Романов замер от такого зрелища и не скоро тронулся с места. Много всякого повидал он на войне, бывал и под артобстрелом, и в атаке, и в окружении, но никогда еще не попадал в атмосферу столь всеохватного ужаса. Ужас застыл на лицах женщин, чья очередь стричься еще не подошла; ужасом были перекошены лица страдалиц, сидевших на стульях. Вот одна зарыдала в голос, схватившись за наполовину обритую голову. Плач был немедленно подхвачен еще двумя, уже остриженными — они обнялись, жалостно стукнувшись голыми лбами.
— Ой, мамочки, нет! Не буду! — взвизгнула девица, которую усаживали на стул, оттолкнула парикмахера, побежала назад, стуча каблучками — и заволновался коридор, заохал, закудахтал.
Но к освободившемуся месту подошла тоненькая барышня с чудесными светло-русыми волосами, взбитыми волной, с огромными глазами врубелевской царевны, с решительно поджатыми белыми губами.
— Стригите!
До того она была хороша, что парикмахер, уже завернув девушку простыней, всё медлил.

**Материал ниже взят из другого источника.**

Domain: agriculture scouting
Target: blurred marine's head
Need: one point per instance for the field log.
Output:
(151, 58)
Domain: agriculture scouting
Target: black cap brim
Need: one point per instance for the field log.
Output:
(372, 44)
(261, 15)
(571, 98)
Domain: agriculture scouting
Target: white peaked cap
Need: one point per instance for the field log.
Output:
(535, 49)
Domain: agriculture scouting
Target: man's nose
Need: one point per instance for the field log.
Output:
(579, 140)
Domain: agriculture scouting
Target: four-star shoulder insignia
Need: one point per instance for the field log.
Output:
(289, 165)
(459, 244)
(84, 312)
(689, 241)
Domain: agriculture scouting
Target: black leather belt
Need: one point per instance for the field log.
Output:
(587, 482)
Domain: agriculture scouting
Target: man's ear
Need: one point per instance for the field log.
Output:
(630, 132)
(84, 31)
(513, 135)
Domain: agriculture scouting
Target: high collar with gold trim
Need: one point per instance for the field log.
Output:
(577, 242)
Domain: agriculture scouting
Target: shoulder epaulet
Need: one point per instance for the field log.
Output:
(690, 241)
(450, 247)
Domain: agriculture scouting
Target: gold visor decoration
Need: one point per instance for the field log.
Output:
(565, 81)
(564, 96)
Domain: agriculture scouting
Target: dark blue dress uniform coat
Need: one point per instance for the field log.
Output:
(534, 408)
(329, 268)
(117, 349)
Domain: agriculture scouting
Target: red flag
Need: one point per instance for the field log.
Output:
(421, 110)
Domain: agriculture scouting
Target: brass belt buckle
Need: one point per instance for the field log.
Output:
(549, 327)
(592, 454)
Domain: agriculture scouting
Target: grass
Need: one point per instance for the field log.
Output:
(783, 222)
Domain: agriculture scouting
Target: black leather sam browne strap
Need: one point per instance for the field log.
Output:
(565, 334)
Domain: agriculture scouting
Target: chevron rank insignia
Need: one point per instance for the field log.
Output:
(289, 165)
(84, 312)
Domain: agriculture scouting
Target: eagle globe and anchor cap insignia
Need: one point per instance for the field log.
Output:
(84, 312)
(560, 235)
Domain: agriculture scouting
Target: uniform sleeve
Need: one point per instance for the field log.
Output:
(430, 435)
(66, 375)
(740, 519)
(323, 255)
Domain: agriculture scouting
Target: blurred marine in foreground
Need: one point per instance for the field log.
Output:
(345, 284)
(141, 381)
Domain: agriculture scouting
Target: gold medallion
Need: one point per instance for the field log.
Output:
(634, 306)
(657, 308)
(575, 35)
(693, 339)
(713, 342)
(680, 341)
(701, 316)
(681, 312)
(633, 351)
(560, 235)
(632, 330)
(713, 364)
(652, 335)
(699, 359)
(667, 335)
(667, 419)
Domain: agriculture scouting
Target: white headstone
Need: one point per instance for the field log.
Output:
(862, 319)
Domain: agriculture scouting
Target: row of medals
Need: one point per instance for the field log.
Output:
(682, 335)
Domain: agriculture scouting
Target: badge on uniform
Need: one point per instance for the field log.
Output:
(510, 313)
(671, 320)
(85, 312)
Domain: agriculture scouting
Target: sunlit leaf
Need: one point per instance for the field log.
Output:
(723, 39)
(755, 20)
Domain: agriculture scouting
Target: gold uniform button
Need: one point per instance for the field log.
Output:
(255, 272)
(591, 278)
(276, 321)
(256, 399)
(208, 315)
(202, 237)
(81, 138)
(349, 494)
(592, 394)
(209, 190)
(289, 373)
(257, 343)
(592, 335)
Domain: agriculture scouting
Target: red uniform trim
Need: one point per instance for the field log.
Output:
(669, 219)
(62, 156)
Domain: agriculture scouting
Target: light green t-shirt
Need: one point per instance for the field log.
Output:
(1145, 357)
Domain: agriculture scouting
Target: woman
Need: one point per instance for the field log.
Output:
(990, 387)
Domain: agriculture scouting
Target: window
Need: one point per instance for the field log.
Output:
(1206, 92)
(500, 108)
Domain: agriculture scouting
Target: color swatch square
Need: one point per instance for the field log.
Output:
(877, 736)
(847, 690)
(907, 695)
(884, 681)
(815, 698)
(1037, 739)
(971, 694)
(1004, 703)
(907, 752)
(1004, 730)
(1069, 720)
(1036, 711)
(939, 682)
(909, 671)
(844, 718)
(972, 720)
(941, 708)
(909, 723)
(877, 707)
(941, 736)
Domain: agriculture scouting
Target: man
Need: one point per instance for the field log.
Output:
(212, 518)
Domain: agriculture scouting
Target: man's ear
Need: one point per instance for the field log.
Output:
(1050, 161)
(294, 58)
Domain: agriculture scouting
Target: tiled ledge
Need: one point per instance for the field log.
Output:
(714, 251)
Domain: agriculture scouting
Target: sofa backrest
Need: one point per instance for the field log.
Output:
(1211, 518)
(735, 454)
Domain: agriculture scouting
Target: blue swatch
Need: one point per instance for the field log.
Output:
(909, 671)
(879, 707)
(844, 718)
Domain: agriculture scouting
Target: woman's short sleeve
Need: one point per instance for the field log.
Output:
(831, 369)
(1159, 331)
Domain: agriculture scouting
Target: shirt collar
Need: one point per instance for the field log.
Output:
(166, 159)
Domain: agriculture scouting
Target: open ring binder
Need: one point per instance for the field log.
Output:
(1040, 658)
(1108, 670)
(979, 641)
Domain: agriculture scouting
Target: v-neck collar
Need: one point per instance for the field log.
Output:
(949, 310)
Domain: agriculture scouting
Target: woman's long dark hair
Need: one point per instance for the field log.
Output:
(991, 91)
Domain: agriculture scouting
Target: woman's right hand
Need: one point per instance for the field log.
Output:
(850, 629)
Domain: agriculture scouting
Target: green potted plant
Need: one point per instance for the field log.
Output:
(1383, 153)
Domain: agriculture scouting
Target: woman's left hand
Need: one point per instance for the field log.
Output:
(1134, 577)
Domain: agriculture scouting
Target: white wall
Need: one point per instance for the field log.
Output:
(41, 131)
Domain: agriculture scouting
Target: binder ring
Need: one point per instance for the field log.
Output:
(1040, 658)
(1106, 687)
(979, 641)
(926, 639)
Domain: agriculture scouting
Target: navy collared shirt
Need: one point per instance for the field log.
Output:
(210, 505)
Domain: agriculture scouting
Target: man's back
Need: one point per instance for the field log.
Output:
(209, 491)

— Эх, рука не поднимается. Может, передумаете, мадемуазель? Я по-отечески. Куда вам на фронт? Вон ручки-то у вас. Только веером махать.
Но барышня сквозь зубы повторила:
— Стригите.
И упали на плечи прекрасные локоны, а затем машинка простригла по затылку дорожку, и в полминуты царевна-лебедь превратилась в гадкого утенка: маленькая голая головка на тонкой шее, а на макушке бледно-лиловое родимое пятно, прежде невидимое. И так стало Алексею противно от зрелища изуродованной, зря погубленной красоты, что он прошептал: «Черт знает что!» — и пошел прочь с проклятого места.
Где именно находится штаб батальона в этом содоме понять было трудно. Романов сначала поднялся на этаж, потом на два спустился. Можно было бы спросить у бродивших по корпусу доброволок, но Алексею не хотелось вступать ни в какие разговоры с этими горе-амазонками. Как к ним, собственно, обращаться? «Эй, солдат»? «Сударыня»?
Наконец набрел на дверь с табличкой «Директриса». Должно быть, здесь. Во всяком случае, перед входом торчал часовой (то есть, тьфу, часовая) со штыком на ремне.
— Господин офицер, сюда нельзя.
— Мне всюду можно, — огрызнулся Романов. — Я назначен старшим инструктором.
Коротко постучал, распахнул дверь. Увидел вереницу совершенно голых женщин, выстроившихся в очередь к столу, за которым сидели люди в белых халатах. Оглушенный визгом, захлопнул створку.
— Что тут такое? — зло спросил он у часовой, хотя и так было ясно: медосмотр.
— Медицинский осмотр. Потом — стричься. Потом — в баню. Потом — получать обмундирование. Такой порядок.
— А где командир батальона?
— Вон она, — показала куда-то в сторону солдатка (нет, «солдатка» — это жена солдата). — Интервью дает.
В дальнем конце коридора, у окна, виднелись три силуэта, высвеченные солнцем: длинный мужской, еще один мужской, но скрюченный над фотокамерой, и приземистый, бочкообразный, в галифе и фуражке.
— Ин-тер-вью… — пробормотал Алексей, присовокупив нехорошее слово.